Younger’s guidance counselor characterized her as “extraordinary”.

She got rejected from Stanford, Yale, Harvard, UPenn, Brown, Cornell, Northwestern, UC Berkeley and University of Southern California .

Younger will attend Arizona State University, which admits 88% of applicants.

The Journal interviewed two private admission consultants who basically said Younger got rejected because she was an over-represented, middle class white female who wanted to study business and did not have extraordinary extracurriculars — and she would’ve “had a good shot” for the Ivies 20 years ago.

Younger’s high school guidance counselor added, “I don’t know what else she could have done.”

Actually, I do.

To preface, I’m a Stanford graduate and award-winning professional journalist. I also run a boutique college admission consulting business that specializes in essay coaching.

Younger's application had several weaknesses she could've remedied:

-Personal statement: the story says Younger (who did not hire a private admissions counselor) wrote about her depression and anxiety that caused the two Bs on her transcript.

As an admissions coach, I always use the personal statement to highlight a student's strengths. The essay is an opportunity to sell yourself and discuss your Zone of Genius. Why focus on the Bs?

Outstanding applicants need a special hook, like child prodigy golfer or Hollywood star. (Tiger Woods and Reese WItherspoon were both in my class at Stanford.)

Do you want your hook to be "depressed/anxious"?

-Mental illness: students need to be very careful about writing about mental illness, if at all.

While it's illegal for colleges to discriminate against students with mental illness, there are some schools that probably do.

Furthermore, elite schools are high pressure, highly competitive environments. Admission officers may be concerned about whether a student who's struggled with mental illness can handle the intensity, or whether the stress would exacerbate her condition.

Consider your application like a job interview.

Colleges present themselves as institutions that help you grow as a scholar and human being but they are also businesses looking for people to help them meet their budget (i.e. pay full tuition), grow their endowment, and bring prestige to the school. (That’s why college football coaches are paid millions while some adjunct professors with PhDs are asked to work for free.)

-Grades: Younger had an unweighted 3.95 GPA but ranked number 23 out of 668 students. The number 1 through number 22 students at her school were likely applying to the same colleges. Without a "hook" or specially recruited category (race, class, athlete, donor, alum) it would be essentially impossible for a number 23 student to get into an elite school. In fact, a university like Stanford can fill its entire class with valedictorians.

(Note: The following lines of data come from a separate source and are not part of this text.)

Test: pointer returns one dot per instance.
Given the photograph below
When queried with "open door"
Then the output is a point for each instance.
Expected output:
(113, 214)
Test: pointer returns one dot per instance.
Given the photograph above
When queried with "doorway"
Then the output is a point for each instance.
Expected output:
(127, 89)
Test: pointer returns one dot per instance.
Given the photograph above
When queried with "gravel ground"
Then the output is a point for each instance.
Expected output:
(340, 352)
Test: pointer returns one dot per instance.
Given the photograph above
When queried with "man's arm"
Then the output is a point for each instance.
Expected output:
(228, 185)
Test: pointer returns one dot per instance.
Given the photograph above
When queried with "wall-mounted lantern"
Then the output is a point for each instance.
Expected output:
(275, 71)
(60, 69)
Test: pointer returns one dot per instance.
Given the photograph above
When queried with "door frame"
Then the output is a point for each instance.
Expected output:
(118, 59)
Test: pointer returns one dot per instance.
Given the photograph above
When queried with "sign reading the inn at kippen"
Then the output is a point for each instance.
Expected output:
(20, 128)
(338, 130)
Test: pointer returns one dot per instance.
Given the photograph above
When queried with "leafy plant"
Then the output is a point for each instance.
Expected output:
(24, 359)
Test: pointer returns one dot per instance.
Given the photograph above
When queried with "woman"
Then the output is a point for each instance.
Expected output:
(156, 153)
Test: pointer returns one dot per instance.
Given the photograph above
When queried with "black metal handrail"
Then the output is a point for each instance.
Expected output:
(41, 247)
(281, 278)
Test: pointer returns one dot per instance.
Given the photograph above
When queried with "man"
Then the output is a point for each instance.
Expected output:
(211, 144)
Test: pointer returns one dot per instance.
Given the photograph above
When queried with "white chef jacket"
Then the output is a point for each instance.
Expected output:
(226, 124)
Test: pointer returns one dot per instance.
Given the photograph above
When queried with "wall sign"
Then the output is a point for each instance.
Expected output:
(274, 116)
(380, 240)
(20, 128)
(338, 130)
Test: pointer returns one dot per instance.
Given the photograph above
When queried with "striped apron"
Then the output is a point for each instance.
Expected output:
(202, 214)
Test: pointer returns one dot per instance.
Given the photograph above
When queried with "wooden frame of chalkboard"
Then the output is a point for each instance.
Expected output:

Younger could've tried to bolster those Bs by taking community college or online coursework — at a more advanced level than those classes — and earning As.


If she really wanted to explain the Bs, Younger could've used a supplemental essay question to write a one- to three-sentence explanation that focused on her joint pain (and not the mental illness it contributed to, see above point.)

—-

Yes, Younger is in an over-represented category as a middle-class white female.

But I don’t think that’s what primarily contributed to her denials. To me, the most glaring problem was focusing the personal statement on depression and anxiety.

Younger had the grades, test scores and extracurriculars to put her in striking distance at some of the schools on her list.

If she’d worked with me, perhaps she would’ve experienced different results.

What has been your experience with college admissions? If you were an admissions officer, would you admit a student who talked about depression and anxiety as the main focus of her personal statement? What do you think contributed to Younger’s denials?